В сентябре Полли с гордостью сказала мужу:
– Он умеет говорить "папа". Да, да, умеет. Ну-ка, Пай, скажи: папа.
И она подняла повыше теплую голубую пирамидку.
– Фьюи-и! – просвистела теплая голубая пирамидка.
– Еще разок! – сказала Полли.
– Фьюи-и! – просвистела пирамидка.
– Ради бога, перестань! – сказал Питер Хорн.
Взял у Полли ребенка и отнес в детскую, и там пирамидка свистела опять и опять, повторяла по-своему: папа, папа, папа. Хорн вышел в столовую и налил себе чистого виски. Полли тихонько смеялась.
– Правда, потрясающе? – сказала она, – Даже голос у него в четвертом измерении. Вот будет мило, когда он научится говорить! Мы дадим ему выучить монолог Гамлета, и он станет читать наизусть, и это прозвучит как отрывок из Джойса. Повезло нам, правда? Дай мне выпить.
– Ты уже пила, хватит.
– Ну спасибо, я себе и сама налью, – ответила Полли.
Так она и сделала.
Прошел октябрь, наступил ноябрь. Пай теперь учился говорить. Он свистел и пищал, а когда был голоден, звенел, как бубенчик. Доктор Уолкот навещал Хорнов.
– Если малыш весь ярко-голубой, значит, здоров, – сказал он однажды, – Если же голубизна тускнеет, выцветает, значит, ребенок чувствует себя плохо. Запомните это.

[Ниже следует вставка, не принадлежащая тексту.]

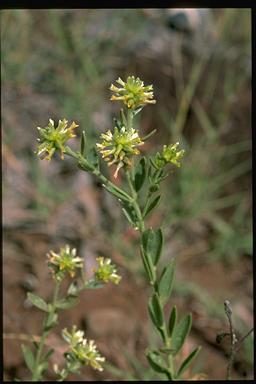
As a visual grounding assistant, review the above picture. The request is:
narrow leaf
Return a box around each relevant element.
[143,195,161,218]
[103,184,130,202]
[67,281,79,297]
[27,292,48,312]
[21,344,35,372]
[44,313,58,331]
[43,348,54,360]
[122,201,137,227]
[134,157,146,192]
[158,260,174,304]
[172,314,192,355]
[56,296,79,309]
[142,228,163,265]
[140,246,156,284]
[146,351,168,373]
[177,347,201,378]
[87,147,99,169]
[148,293,164,329]
[168,305,177,337]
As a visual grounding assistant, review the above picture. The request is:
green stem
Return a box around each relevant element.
[125,169,145,234]
[125,170,174,380]
[31,281,60,381]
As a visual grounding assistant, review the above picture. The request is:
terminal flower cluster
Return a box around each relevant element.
[96,127,144,178]
[35,119,78,160]
[47,245,83,281]
[62,325,105,371]
[110,76,156,109]
[154,142,185,168]
[94,256,121,284]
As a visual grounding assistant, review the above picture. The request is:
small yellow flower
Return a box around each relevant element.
[154,142,185,168]
[35,119,78,160]
[47,245,83,281]
[96,127,144,178]
[109,76,156,109]
[94,256,121,284]
[62,325,105,371]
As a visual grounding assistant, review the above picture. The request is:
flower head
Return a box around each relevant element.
[62,325,105,371]
[154,143,185,168]
[96,127,144,178]
[35,119,78,160]
[47,245,83,281]
[109,76,156,109]
[94,256,121,284]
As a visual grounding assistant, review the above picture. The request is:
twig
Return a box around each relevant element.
[224,300,237,380]
[235,328,254,352]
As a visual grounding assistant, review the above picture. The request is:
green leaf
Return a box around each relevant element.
[21,344,35,372]
[56,296,79,309]
[84,279,104,289]
[80,131,86,157]
[27,292,48,312]
[134,157,146,192]
[67,281,79,297]
[146,350,169,373]
[142,228,163,265]
[122,201,137,227]
[103,184,131,202]
[148,293,164,329]
[158,260,174,303]
[43,348,54,360]
[172,314,192,355]
[44,313,58,331]
[177,347,201,378]
[143,195,161,218]
[86,147,99,169]
[168,305,177,337]
[37,361,48,378]
[140,245,156,284]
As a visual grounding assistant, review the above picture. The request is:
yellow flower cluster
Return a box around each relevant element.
[154,142,185,168]
[96,127,144,178]
[47,245,83,281]
[94,257,121,284]
[62,325,105,371]
[110,76,156,109]
[35,119,78,160]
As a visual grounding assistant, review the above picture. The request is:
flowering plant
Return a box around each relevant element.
[19,245,121,381]
[32,76,204,380]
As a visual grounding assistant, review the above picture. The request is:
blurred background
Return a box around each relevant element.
[1,9,253,381]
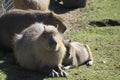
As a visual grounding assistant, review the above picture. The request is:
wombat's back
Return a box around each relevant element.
[0,9,66,50]
[13,0,50,11]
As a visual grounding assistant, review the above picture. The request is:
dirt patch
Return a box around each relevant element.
[89,19,120,27]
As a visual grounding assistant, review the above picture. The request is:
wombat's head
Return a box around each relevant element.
[39,26,62,51]
[46,12,67,33]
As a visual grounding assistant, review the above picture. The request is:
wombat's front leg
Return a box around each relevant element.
[49,66,68,77]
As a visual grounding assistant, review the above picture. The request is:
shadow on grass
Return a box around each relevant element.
[89,19,120,27]
[0,53,47,80]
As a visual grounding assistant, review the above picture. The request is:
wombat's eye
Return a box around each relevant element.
[43,32,49,38]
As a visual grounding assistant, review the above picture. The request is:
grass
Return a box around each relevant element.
[0,0,120,80]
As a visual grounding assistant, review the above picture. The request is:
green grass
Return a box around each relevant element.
[0,0,120,80]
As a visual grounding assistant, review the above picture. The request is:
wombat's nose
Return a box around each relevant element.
[49,38,57,46]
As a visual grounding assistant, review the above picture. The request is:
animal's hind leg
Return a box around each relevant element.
[85,44,94,66]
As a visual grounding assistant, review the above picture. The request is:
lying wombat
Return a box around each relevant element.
[56,0,87,8]
[13,0,50,11]
[0,9,67,49]
[63,40,93,69]
[14,23,67,77]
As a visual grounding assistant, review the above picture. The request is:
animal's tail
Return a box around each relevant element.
[85,44,94,66]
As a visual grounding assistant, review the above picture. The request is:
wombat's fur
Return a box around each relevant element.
[0,9,67,50]
[14,23,66,76]
[63,40,93,69]
[56,0,87,8]
[13,0,50,11]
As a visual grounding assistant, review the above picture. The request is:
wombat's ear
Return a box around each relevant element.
[50,12,64,22]
[14,33,23,41]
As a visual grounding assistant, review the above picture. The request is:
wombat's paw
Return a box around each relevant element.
[87,61,93,66]
[49,69,68,77]
[62,65,74,70]
[59,71,69,77]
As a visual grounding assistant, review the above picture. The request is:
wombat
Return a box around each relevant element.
[0,9,67,50]
[14,23,67,77]
[63,40,93,69]
[14,23,67,77]
[56,0,87,8]
[13,0,50,11]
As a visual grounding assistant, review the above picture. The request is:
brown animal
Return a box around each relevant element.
[13,0,50,11]
[14,23,67,77]
[63,40,93,69]
[56,0,87,8]
[0,9,67,50]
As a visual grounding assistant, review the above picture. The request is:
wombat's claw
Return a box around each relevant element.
[59,71,69,77]
[87,61,93,66]
[49,69,68,77]
[49,69,60,77]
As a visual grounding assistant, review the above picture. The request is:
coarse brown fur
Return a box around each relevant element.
[13,0,50,11]
[0,9,67,50]
[63,40,93,69]
[14,23,66,77]
[57,0,87,8]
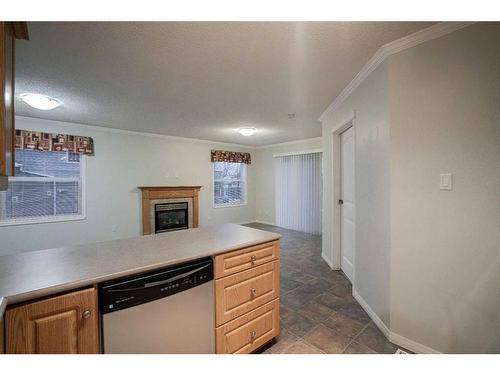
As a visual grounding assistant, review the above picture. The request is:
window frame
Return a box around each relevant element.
[212,161,248,208]
[0,151,87,227]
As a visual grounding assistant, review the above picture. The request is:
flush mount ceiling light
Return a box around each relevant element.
[19,93,62,111]
[238,127,257,137]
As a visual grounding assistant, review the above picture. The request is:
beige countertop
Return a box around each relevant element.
[0,224,281,316]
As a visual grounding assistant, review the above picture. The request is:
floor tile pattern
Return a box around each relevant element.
[247,223,404,354]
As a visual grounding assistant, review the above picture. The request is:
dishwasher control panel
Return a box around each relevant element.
[99,258,214,314]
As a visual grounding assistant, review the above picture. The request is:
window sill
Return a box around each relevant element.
[0,215,86,227]
[213,202,247,208]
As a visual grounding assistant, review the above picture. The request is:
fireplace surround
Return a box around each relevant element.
[139,186,201,235]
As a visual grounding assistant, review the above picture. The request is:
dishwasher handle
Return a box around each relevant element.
[144,264,211,288]
[107,264,212,293]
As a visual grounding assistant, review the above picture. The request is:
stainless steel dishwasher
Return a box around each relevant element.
[99,258,215,353]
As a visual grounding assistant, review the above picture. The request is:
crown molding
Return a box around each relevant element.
[319,22,474,122]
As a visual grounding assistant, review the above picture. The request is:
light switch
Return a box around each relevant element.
[439,173,453,190]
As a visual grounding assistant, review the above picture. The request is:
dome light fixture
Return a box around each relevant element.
[19,93,62,111]
[238,127,257,137]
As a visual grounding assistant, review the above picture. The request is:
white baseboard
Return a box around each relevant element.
[321,252,334,270]
[352,290,441,354]
[352,288,391,341]
[389,332,442,354]
[254,220,276,225]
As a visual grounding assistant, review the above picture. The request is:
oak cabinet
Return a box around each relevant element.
[214,241,280,353]
[214,241,279,279]
[5,288,99,354]
[215,299,279,354]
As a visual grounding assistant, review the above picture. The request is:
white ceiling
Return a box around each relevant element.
[16,22,431,146]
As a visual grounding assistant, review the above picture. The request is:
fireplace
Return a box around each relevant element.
[139,186,201,234]
[155,202,189,233]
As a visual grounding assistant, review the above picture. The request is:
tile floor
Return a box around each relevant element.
[242,223,398,354]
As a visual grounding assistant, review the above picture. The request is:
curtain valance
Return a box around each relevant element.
[16,130,94,155]
[211,150,252,164]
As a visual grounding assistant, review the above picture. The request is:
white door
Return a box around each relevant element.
[339,127,355,283]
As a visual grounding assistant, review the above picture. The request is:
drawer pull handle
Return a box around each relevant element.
[250,255,257,266]
[250,331,257,342]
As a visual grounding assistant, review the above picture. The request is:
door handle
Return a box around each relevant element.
[250,255,257,266]
[250,331,257,342]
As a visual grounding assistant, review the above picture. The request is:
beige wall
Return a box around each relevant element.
[323,23,500,353]
[255,138,321,224]
[389,24,500,353]
[323,64,390,325]
[0,117,255,255]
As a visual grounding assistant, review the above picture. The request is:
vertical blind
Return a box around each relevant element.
[0,149,83,221]
[275,152,322,234]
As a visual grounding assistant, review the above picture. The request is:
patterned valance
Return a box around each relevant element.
[16,130,94,155]
[211,150,252,164]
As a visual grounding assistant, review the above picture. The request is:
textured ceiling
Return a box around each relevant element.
[16,22,431,146]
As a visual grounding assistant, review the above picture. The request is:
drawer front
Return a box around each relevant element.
[215,261,279,326]
[215,241,279,279]
[216,299,279,354]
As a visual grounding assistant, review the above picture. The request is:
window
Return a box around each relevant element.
[213,162,247,207]
[0,149,84,225]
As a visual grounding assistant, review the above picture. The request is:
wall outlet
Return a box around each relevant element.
[439,173,453,190]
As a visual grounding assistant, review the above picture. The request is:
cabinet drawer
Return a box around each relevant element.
[215,261,279,326]
[216,299,279,354]
[215,241,279,279]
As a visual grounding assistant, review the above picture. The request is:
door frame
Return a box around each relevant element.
[330,112,356,286]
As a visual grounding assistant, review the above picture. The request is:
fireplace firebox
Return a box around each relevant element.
[155,202,189,233]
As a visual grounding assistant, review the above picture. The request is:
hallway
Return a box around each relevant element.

– Да, да, я запомню, – сказала Полли. – Яркий, как яйцо дрозда, – здоров, тусклый, как кобальт, – болен.
– Знаете что, моя милая, – сказал Уолкот, – примите-ка парочку вот этих таблеток, а завтра придете ко мне, побеседуем. Не нравится мне, как вы разговариваете. Покажите-ка язык! Гм… Вы что, пьете? И пальцы все в желтых пятнах. Курить надо вдвое меньше. Ну, до завтра.
– Вы не очень-то мне помогаете, – возразила Полли. – Прошел уже почти целый год.
– Дорогая миссис Хорн, не могу же я держать вас в непрерывном напряжении. Как только наша механика будет готова, мы тотчас вам сообщим. Мы работаем не покладая рук. Скоро проведем испытание. А теперь примите таблетки и прикусите язычок. – Доктор потрепал Пая по "подбородку". – Отличный здоровый младенец, право слово! И весит никак не меньше двадцати фунтов.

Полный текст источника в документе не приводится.